Here’s how Cobb puts it:
The cornerstone achievements in American rights were attainable precisely because their proponents refused to avoid consequences for their dissent. In 1920, Eugene Debs ran for president from behind bars to highlight his opposition to World War I and labor exploitation in the United States. During the civil-rights movement, the young activists of SNCC adopted a “Jail, No Bail” strategy not only because of the financial burdens of raising money but also because their willingness to remain in prison, to suffer for their cause, eroded the moral standing of the men responsible for their arrests. Nelson Mandela understood that point, opting to remain in prison for 27 years and refusing offers of release that hinged upon him renouncing his cause. More aptly, Daniel Ellsberg endorsed Snowden’s actions, but Ellsberg himself remained within the United States after he released the Pentagon Papers. Had he fled the country, the Nixon administration might not have pursued the actions that ultimately brought about its own demise. . . .
This year marks the 50th anniversary of Martin Luther King Jr.’s “Letter From a Birmingham Jail.” A half-century after supporters smuggled King’s note out of the facility and oversaw its publication, it remains the clearest distillation of the meaning and implications of dissent. Edward Snowden is a figure of current events, but if he wishes to become a figure of history or, more crucially, advance the important arguments he has forced us to think about, he should return to the United States. “Dispatch From an Undisclosed Location” simply doesn’t carry the same weight.
I’m afraid that the civil rights analogy can’t work in this instance, unless you’re willing to broaden it to include Malcolm X’s prescient efforts to accuse the U.S. of human rights violations under the terms of the UN Charter.
Why not? First, the tricky difference between foreign and domestic policy. These have been mixed up in the Snowden case, of course, because the FISA guidelines permit routine surveillance of exchanges between US citizens and foreign nationals by the NSA; but one of his revelations is that the distinction makes no difference.

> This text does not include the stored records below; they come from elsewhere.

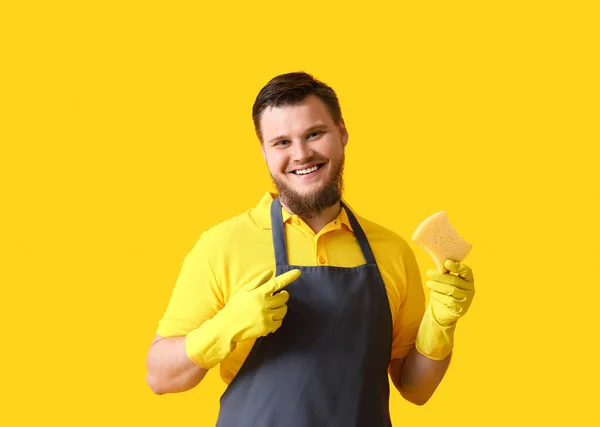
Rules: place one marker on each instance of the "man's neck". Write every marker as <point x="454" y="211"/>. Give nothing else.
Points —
<point x="325" y="217"/>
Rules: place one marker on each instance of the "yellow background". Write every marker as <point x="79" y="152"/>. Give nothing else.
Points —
<point x="125" y="132"/>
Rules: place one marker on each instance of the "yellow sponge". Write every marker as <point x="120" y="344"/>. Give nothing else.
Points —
<point x="440" y="240"/>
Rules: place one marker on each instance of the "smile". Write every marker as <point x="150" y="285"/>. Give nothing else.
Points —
<point x="307" y="171"/>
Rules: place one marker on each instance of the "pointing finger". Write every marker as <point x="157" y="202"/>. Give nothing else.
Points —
<point x="258" y="281"/>
<point x="462" y="270"/>
<point x="281" y="281"/>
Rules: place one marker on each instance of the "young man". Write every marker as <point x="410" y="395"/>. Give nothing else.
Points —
<point x="305" y="306"/>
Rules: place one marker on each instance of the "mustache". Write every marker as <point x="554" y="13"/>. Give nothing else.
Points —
<point x="305" y="162"/>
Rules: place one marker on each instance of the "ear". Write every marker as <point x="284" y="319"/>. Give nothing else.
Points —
<point x="343" y="132"/>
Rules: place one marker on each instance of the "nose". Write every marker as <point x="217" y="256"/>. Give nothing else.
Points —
<point x="301" y="151"/>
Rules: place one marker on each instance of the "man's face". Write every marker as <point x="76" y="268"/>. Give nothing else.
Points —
<point x="304" y="150"/>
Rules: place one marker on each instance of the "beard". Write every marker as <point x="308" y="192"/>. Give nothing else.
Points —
<point x="312" y="204"/>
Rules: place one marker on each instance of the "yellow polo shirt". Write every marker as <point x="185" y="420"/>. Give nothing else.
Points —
<point x="227" y="256"/>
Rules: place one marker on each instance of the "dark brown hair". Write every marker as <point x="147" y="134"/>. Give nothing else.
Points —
<point x="290" y="89"/>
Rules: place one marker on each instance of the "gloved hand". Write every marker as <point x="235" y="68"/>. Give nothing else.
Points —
<point x="251" y="312"/>
<point x="450" y="297"/>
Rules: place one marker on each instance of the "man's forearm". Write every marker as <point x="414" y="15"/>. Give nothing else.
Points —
<point x="418" y="377"/>
<point x="170" y="370"/>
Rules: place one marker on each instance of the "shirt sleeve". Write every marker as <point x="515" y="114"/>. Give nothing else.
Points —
<point x="196" y="296"/>
<point x="409" y="315"/>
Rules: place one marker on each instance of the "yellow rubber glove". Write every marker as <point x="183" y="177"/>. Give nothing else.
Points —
<point x="450" y="297"/>
<point x="251" y="312"/>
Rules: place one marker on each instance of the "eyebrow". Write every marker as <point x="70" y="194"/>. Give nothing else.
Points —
<point x="309" y="130"/>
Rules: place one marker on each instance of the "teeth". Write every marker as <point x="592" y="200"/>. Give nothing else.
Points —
<point x="305" y="171"/>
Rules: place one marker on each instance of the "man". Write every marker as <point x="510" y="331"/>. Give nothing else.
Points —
<point x="306" y="307"/>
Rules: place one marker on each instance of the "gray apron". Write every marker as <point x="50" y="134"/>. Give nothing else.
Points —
<point x="327" y="363"/>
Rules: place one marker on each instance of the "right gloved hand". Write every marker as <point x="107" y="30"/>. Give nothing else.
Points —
<point x="252" y="312"/>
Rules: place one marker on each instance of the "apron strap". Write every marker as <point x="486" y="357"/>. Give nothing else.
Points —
<point x="279" y="243"/>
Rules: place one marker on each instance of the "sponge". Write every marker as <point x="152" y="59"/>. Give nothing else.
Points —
<point x="440" y="240"/>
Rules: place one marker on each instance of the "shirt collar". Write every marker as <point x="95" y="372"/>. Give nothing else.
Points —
<point x="261" y="213"/>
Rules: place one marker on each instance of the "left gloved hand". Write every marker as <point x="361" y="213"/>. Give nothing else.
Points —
<point x="451" y="295"/>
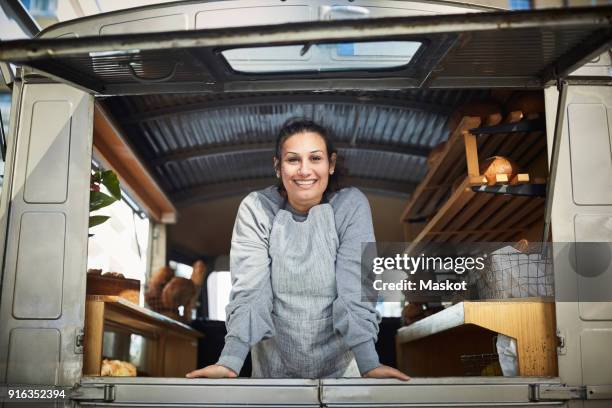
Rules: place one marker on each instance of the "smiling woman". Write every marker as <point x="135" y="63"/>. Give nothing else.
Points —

The FBI spied on MLK, to be sure, but if he had leaked or documented his knowledge of COINTELPRO, would he have been subject to indefinite detention, extraordinary rendition, or a military tribunal, on the grounds that he had compromised national security? Was he ever formally accused of espionage, indicted or incarcerated for such a capital offense?
Edward Snowden has already been charged with espionage by a government that has yet to acknowledge any limits on its legal scope or military power in fighting a “war on terror.” As I have said in other venues, if he returns to the U.S. to be tried for this charge, his trial cannot be public because the NSA, the CIA, and the Justice Department will not present evidence in a court of law that they have refused to disclose to the Congress, let alone the press and the large public.

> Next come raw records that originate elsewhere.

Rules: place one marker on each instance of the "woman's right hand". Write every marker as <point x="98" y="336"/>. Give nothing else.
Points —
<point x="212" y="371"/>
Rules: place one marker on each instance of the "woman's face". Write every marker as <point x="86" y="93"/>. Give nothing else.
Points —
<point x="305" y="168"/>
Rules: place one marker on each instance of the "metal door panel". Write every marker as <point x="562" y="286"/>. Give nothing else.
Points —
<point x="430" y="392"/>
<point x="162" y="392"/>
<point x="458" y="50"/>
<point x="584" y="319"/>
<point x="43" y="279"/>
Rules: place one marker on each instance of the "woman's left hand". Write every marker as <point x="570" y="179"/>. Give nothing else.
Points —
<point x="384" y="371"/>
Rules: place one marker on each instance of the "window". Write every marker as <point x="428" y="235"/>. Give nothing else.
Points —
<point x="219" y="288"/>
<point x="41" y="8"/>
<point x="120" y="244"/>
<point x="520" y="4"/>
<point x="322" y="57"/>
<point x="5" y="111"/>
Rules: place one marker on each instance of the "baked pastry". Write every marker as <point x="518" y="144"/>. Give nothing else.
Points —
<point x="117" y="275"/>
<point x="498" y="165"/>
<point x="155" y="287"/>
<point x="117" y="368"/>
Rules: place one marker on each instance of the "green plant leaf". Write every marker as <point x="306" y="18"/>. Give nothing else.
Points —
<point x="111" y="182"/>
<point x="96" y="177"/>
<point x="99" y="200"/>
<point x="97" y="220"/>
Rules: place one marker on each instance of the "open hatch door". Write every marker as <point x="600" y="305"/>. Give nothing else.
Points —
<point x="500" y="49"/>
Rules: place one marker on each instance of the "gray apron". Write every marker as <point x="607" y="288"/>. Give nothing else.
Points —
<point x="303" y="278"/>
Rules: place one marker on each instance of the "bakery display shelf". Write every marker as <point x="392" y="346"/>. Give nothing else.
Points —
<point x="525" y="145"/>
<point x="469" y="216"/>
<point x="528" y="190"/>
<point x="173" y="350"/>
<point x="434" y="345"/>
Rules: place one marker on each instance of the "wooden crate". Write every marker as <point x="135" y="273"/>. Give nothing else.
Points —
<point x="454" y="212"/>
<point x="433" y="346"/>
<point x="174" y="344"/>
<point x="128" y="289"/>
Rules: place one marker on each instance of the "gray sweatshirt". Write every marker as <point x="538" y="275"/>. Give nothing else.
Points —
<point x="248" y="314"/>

For Snowden to reenact the example of “civil disobedience” would, then, be to silence himself and his sources. Is that what we wanted or expected from Daniel Ellsberg, who had the cooperation of the paper of record? Who could count on the support of the Supreme Court as well as the liberal media, not to mention a social movement that had made the war in Vietnam the central issue of the time? Is silence what we want from this moment of doubt about the reliability and the resilience of these media?
What more do you want from this young man? In our circumstances, the past as you, Jelani, depict it is neither a map of the present nor a guide to the future.
Second, in our circumstances, the infinite scope of the state’s power is aided, abetted, approved, and excused by the very liberal media that, in the civil rights era, took the other side. We’ve arrived at what Vaclav Havel called the post-totalitarian society. So, in the absence of the old-time urge to speak truth to power, except where the McClatchy Newspapers get published, what’s a dissident who has massive evidence of unconstitutional and unlawful government conduct supposed to do? Stay home and be forever silenced by the merry collaboration of the executive branch and The New Yorker? Or go into exile, with some hope of asylum because there are nation-states with grievances against the US?
I would like to believe that the civil rights movement is the template for “resistance” in this strange moment, when the beloved community is more necessary than ever. But it won’t work, not for Edward Snowden. MLK called us home, to the promise of the Declaration and the spirit of constitutional law, from here, from Montgomery and Selma and Chicago and Memphis. The mere fact that Snowden has to make his call from an undisclosed location tells me that our moral coordinates and our political horizons have changed so fundamentally since the 1960s that we don’t even know what’s inside and what’s outside this body politic.